As part of a federal mandate passed by Congress in 2008, the MBTA is installing Positive Train Control (PTC) technology across all Commuter Rail lines. PTC can automatically reduce a train’s speed or even stop it to avoid a collision or derailment. It will improve safety and reduce human error on the commuter rail. Establishing a wide communication system throughout the entire commuter rail network of almost 1200 miles is no easy task. Fiber optic cables will need to be installed along the tracks Right of Way (ROW), without disrupting the rail’s movement. Field conditions, existing utility locations, and access points must be known before any contractor can bid on the project. If someone chose to walk the tracks, it would take 20 days to walk 100 miles. If someone chooses to drive the tracks with a basic camera, it could not provide the full picture of the right of way. This led to valuable Signal and PTC Engineers working 60 to 70 hours a week and not being able to get the rest of their work done. This was also a very costly endeavor as the average PTC Engineer makes $114,605 a year, which meant that it costs the city $11,460 a month per engineer just to survey and map out the tracks.
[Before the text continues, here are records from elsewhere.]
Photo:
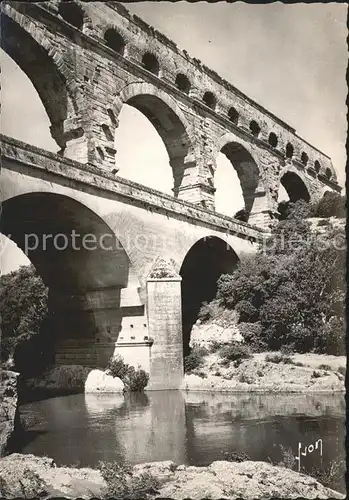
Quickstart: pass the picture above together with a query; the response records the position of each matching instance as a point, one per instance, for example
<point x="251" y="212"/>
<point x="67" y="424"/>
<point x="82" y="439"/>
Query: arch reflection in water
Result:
<point x="192" y="428"/>
<point x="154" y="427"/>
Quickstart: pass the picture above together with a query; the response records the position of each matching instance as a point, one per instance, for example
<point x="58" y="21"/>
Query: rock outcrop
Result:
<point x="29" y="476"/>
<point x="8" y="408"/>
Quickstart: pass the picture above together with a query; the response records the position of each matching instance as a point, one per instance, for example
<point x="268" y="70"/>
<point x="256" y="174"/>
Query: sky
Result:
<point x="291" y="59"/>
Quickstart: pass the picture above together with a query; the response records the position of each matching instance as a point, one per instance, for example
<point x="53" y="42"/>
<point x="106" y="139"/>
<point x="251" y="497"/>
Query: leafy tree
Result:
<point x="331" y="205"/>
<point x="293" y="290"/>
<point x="299" y="209"/>
<point x="23" y="304"/>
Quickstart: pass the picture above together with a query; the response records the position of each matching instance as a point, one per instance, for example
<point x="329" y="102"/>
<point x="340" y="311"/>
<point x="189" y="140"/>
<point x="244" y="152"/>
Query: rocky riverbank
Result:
<point x="28" y="476"/>
<point x="9" y="417"/>
<point x="269" y="372"/>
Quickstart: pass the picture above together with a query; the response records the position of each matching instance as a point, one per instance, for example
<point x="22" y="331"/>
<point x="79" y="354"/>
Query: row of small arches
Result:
<point x="74" y="14"/>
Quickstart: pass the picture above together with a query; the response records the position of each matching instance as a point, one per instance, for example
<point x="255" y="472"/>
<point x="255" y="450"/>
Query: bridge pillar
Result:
<point x="165" y="327"/>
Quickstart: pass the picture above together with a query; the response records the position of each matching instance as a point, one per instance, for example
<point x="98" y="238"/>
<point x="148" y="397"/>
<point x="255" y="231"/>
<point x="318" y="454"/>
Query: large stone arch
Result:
<point x="167" y="118"/>
<point x="249" y="171"/>
<point x="295" y="184"/>
<point x="204" y="263"/>
<point x="82" y="263"/>
<point x="44" y="65"/>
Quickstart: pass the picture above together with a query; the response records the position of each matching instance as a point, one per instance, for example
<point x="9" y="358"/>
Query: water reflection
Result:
<point x="195" y="428"/>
Dagle Electric Construction was the company responsible for the fiber optics project and they decided to team up with Reality IMT to reduce costs, improve efficiencies, and provide engineering-grade data to the PTC and Signal Engineers without anyone leaving their office. They decided to lease the camera system (Omni-directional camera, mobile workstation, RTK GPS with Inertial Measurement Unit and a desktop workstation) for the duration of the project. Reality IMT then delivered, mounted, and trained their team on how to record data (Setting up the system on a high rail vehicle takes 15 minutes and training takes less than 2 hours). Reality IMT then mapped out 50 miles of rail each day versus 5 miles a day. Reality IMT then processed all the data remotely by logging in to the desktop workstation once
the data came back from the field. The PTC and Signal Engineers along with all project stakeholders could then use the data to tag assets from the office as easy as dropping a pin in the image, naming it and this pin will automatically be shown on the map with its GPS coordinates.
The project was a resounding success. All project stakeholders can now access visual information on the MTBA-ROW using OcuMap without leaving their office. The PTC Engineers and Signal Engineers can now focus their time and energy on higher value tasks such as implementing projects to maintain, fix, and add to their railway lines. According to our client “Before using OcuMap, we had to pull up CAD files, then open google earth, then look at images that came in from the field using someone’s phone, and could not make a decision on how to deploy our equipment, with OcuMap enabled us to sit in a conference room physically or virtually, and look at site conditions, see where we were looking on the map and make immediate decisions about deploying field resources.” The most conservative estimate we received from our client is that our service saved them 80% on costs and increased their efficiency by 60%.